Internal control
We usually think of internal control in terms of financial risks, such as credit risk and fraud. But as social businesses, MFIs also need to have checks and balances in place to make sure they keep to their stated social objectives, and comply with their formal policies, procedures and systems.
This section covers a number of key questions on internal control, including:
- Why is it important to integrate SPM into internal control?
- How much will it cost?
- How can you train your team?
- How can you align your policies to ensure compliance?
- What can you do to check the quality of your information?
- How should you conduct an internal social audit?
- What is the role of external audits and ratings?
- What key lessons should you bear in mind?
You can also read in detail about the experience of AMK (Cambodia), and how it has successfully embedded SPM into its internal control function.
What do we mean by ‘internal control’?
People often confuse internal control with internal audit – but audit is just one element of internal control, which is, in turn, a part of overall risk management.
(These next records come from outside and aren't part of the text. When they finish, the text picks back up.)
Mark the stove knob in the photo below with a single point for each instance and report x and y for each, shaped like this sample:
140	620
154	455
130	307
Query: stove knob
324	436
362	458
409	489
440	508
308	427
By internal control, we mean all the methods, policies and procedures used to ensure that things happen the way they should. Internal audit, on the other hand, is an assessment. It’s the final check that the internal control system is working properly. An internal audit should be carried out regularly as a way of ‘self-assessing’ your organisation’s performance. The results will tell you what needs to be changed (policies and procedures), should the audit reveals that things aren’t working as they should.